Errichtung der Kreuzwegstationen am Nikolausberg

Zu einem der vielen Höhepunkte im Jubiläumsjahr der katholischen Kirchengemeinde St. Johannes wird es kommen, wenn am Palmsonntag, 1. April um 16 Uhr auf dem Nikolausberg die Segnungsfeier der neuen 14 Kreuzwegstationen stattfindet.

Was sich in diesen Tagen auf dem Nikolausberg vollzog, wird in der reichen Kirchengeschichte einen besonderen Platz einnehmen. Der Flosser Steinmetzmeisterbetrieb Erich Stich GmbH stellte die ersten Granitstelen, rund um die St. Nikolauskirche auf. Neben Steinmetzmeister Franz Schmidt und Mitarbeiter Martin Käs war dritter Vorsitzender Helmut Weig vom Katholischen Männerverein von Anfang an mit dabei.
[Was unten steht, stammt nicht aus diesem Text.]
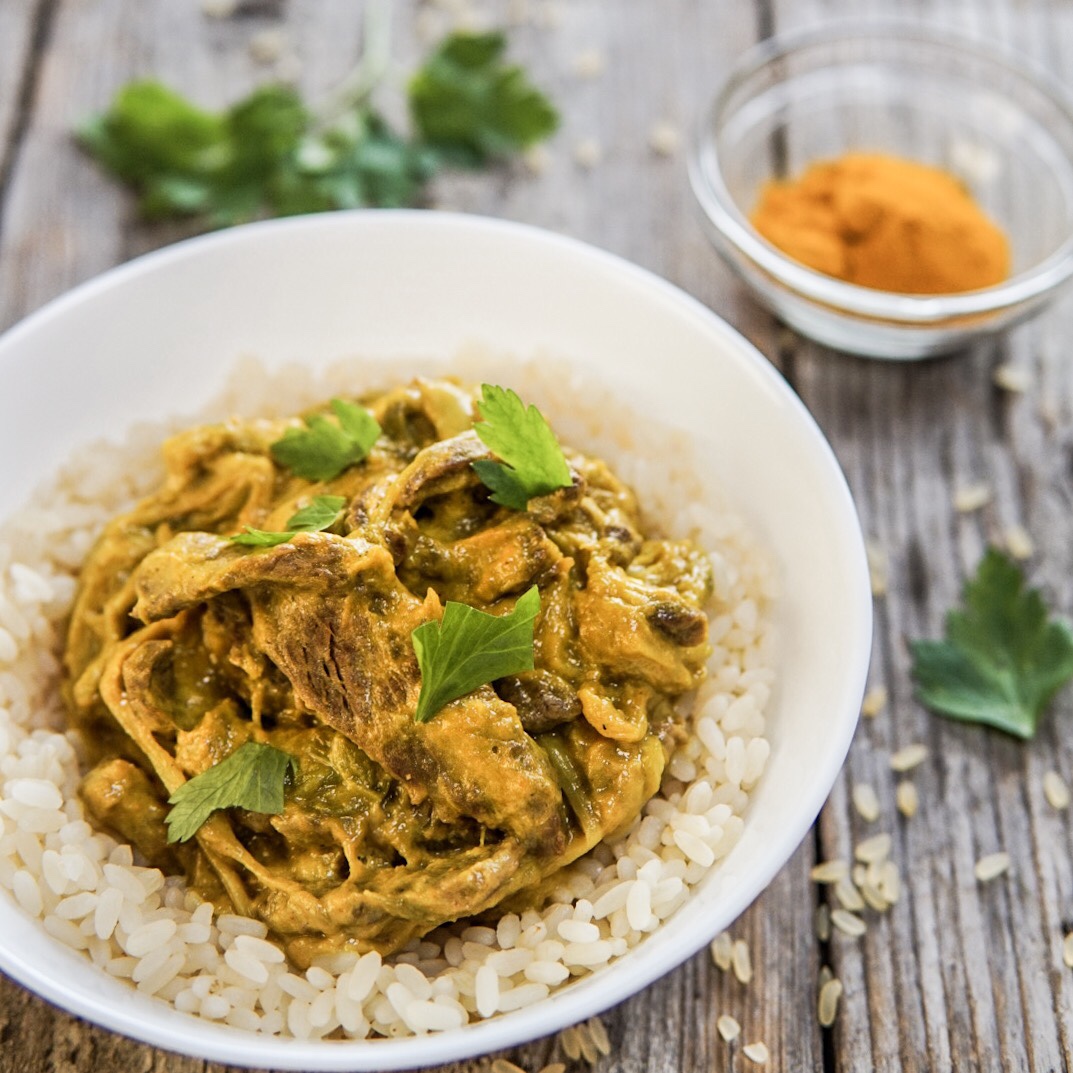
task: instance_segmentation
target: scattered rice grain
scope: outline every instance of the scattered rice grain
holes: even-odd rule
[[[603,158],[603,147],[595,138],[582,138],[574,144],[574,163],[579,168],[591,171]]]
[[[890,835],[873,835],[871,838],[866,838],[863,842],[859,842],[853,851],[853,855],[858,861],[864,864],[871,864],[873,861],[884,860],[890,853],[890,846]]]
[[[905,748],[899,749],[891,755],[890,769],[891,771],[897,771],[899,774],[912,771],[918,764],[924,763],[927,758],[928,747],[921,745],[920,742],[914,742],[912,745],[906,745]]]
[[[254,63],[275,63],[287,47],[287,37],[278,27],[259,30],[247,46]]]
[[[1036,552],[1035,542],[1023,525],[1007,526],[1002,534],[1002,541],[1010,555],[1021,562],[1031,559]]]
[[[711,951],[712,961],[717,969],[726,972],[734,959],[734,940],[730,933],[721,931],[712,941],[708,948]]]
[[[815,929],[816,938],[821,943],[825,943],[831,938],[831,910],[826,902],[821,902],[816,906]]]
[[[912,819],[920,807],[920,795],[916,785],[908,779],[898,783],[898,789],[894,791],[894,800],[898,805],[898,811],[906,819]]]
[[[590,1017],[585,1024],[592,1036],[592,1042],[596,1044],[596,1049],[607,1057],[611,1053],[611,1037],[607,1034],[607,1026],[599,1017]]]
[[[240,0],[201,0],[201,14],[208,19],[228,19],[238,11]]]
[[[839,858],[821,861],[809,872],[813,883],[837,883],[849,875],[849,862]]]
[[[732,1043],[741,1035],[741,1025],[726,1013],[720,1015],[719,1020],[715,1022],[715,1027],[719,1029],[719,1035],[727,1043]]]
[[[750,1062],[755,1062],[758,1066],[766,1065],[768,1058],[771,1057],[767,1049],[767,1044],[761,1043],[759,1040],[757,1040],[756,1043],[747,1043],[742,1047],[741,1053],[744,1054]]]
[[[887,706],[887,687],[872,686],[861,701],[861,715],[874,719]]]
[[[581,1048],[581,1057],[590,1066],[596,1065],[600,1060],[600,1052],[596,1050],[596,1044],[593,1042],[592,1034],[589,1032],[587,1024],[577,1025],[577,1042]]]
[[[954,492],[954,510],[959,514],[971,514],[991,502],[991,489],[983,481],[962,485]]]
[[[981,883],[989,883],[1009,871],[1010,855],[1004,852],[988,853],[977,862],[973,873]]]
[[[853,787],[853,806],[861,819],[874,823],[879,819],[879,798],[875,788],[867,782],[858,782]]]
[[[872,595],[886,596],[887,587],[890,584],[890,563],[886,551],[878,542],[868,540],[864,545],[864,553],[868,559],[868,577],[872,586]]]
[[[843,935],[858,938],[863,935],[868,926],[859,916],[849,912],[848,909],[834,909],[831,912],[831,923],[838,928]]]
[[[571,1061],[576,1062],[581,1057],[581,1040],[574,1025],[569,1025],[559,1033],[559,1045],[563,1054]]]
[[[879,869],[879,893],[893,905],[902,893],[902,877],[893,861],[884,861]]]
[[[653,123],[648,132],[648,147],[657,156],[674,156],[681,141],[681,131],[666,119]]]
[[[1073,969],[1073,931],[1062,940],[1062,960],[1067,968]]]
[[[607,57],[598,48],[587,48],[574,57],[574,74],[578,78],[599,78],[607,67]]]
[[[1015,394],[1021,394],[1032,386],[1032,375],[1029,371],[1016,365],[1010,365],[1008,362],[996,365],[994,372],[991,374],[991,379],[1003,391]]]
[[[738,939],[734,943],[732,964],[734,966],[734,975],[741,983],[747,984],[752,980],[753,959],[750,957],[749,947],[743,939]]]
[[[1069,787],[1057,771],[1048,771],[1043,776],[1043,796],[1051,808],[1069,808]]]
[[[820,1024],[824,1028],[830,1028],[838,1016],[838,1000],[842,997],[842,981],[832,977],[820,988],[820,998],[817,1003]]]
[[[531,145],[522,154],[522,163],[531,175],[543,175],[551,166],[551,153],[545,145]]]
[[[839,900],[843,909],[851,912],[860,912],[864,908],[864,899],[857,885],[849,876],[843,876],[834,887],[835,897]]]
Bekanntlich geht die Errichtung der Kreuzwegstationen auf die Initiative des Männervereins zurück.

 

Die Granitstelen wurden mit Hebekran auf die von Mitgliedern des Männervereins bereits im Vorjahr errichteten Fundamente gesetzt. Fachmännische und handwerklich perfekte Arbeit und Genauigkeit waren gefordert, zumal eine Granitstele über 740 Kilogramm wiegt.

Sichtliche Freude war Helmut Weig, den Mitinitiator der Kreuzwegstationen, ins Gesicht geschrieben. Er ließ es sich nicht nehmen, auch bei dieser Aktion, ebenso wie schon bei der Auswahl der Standorte und der Errichtung der Fundamente mit dabei zu sein.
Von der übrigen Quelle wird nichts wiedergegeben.